PRP is an autologous blood product which has been postulated to promote healing in damaged or inflamed tissues including muscles, ligaments, bones and tendons. Platelets contain a variety of elements including growth factors and cytokines which are involved in tissue healing. These include platelet derived endothelial growth factor, platelet derived growth factor, transforming growth factor, insulin like growth factor, vascular endothelial growth factor, basic fibroblast growth factor. These growth factors are present in the processes of tissue injury, inflammation and repair. Therefore the theory is the higher the concentration of platelets, the more growth factors there will be present to promote the healing process when administered directly to the area of interest (14). PRP has been applied in other fields of medicine including regenerative therapies in oral and maxillofacial surgery. (15, 16) Over the past decade or so there have been numerous studies of PRP's efficacy in treating inflammatory musculoskeletal conditions similar in pathology to GTPS, such as lateral epicondylitis, patellar tendinitis, rotator cuff pathology, achilles tendonitis and plantar fasciitis. This has been collectively reviewed by several authors with reports of mixed efficacy compared to standard treatments for these conditions with the most promise shown in plantar fasciitis and patellar tendinitis (17, 18). These reviews all report a lack of evidence to fully support or reject PRP's efficacy in these conditions, except for achilles tendonitis where PRP showed no difference compared with placebo in a randomised study (19, 20). PRP's healing or regenerative properties have shown promise in other areas of orthopaedics such as cartilage pathology (14).

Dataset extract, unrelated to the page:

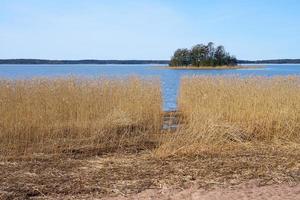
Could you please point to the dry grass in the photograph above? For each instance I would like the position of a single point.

The success of novel regenerative therapy in the form of PRP in a scientifically conducted clinical study will be a major advance in our current knowledge base and will have wider implications for its use in other fields of orthopaedics and will provide better understanding in developing strategies for dealing with similar issues probably even for degenerative conditions.

3. How does the existing literature support this proposal We have completed a systematic literature review which has been submitted for publication. We used NICE healthcare database advanced search (HDAS) via Athens (PubMed, MEDLINE, CINAHL, EMBASE and AMED databases) to conduct our search from their year of inception to October 2017. In total, four studies were included for analysis consisting of two randomised control trials and two case series. We also identified four additional studies from published conference abstracts (one randomised control trial and three case series). 209 patients included in these studies with a mean age ranging from 48 to 76.2 years. Majority were females with three months minimum duration of symptoms. Diagnosis was made using ultrasound or MRI. Included studies used a variety of outcome measures. Improvement was observed during the first 3 months after injection. Significant improvement was also noted when patients were followed up till 12 months post treatment. We found that there is a paucity of evidence reporting the efficacy of PRP in treatment of GTPS. The current literature has revealed that PRP injections are relatively safe and can be effective. Considering the limitations in these studies, we think more large-sample and high-quality randomised clinical trials are required in the future to provide evidence of the efficacy for PRP as a treatment in GTPS.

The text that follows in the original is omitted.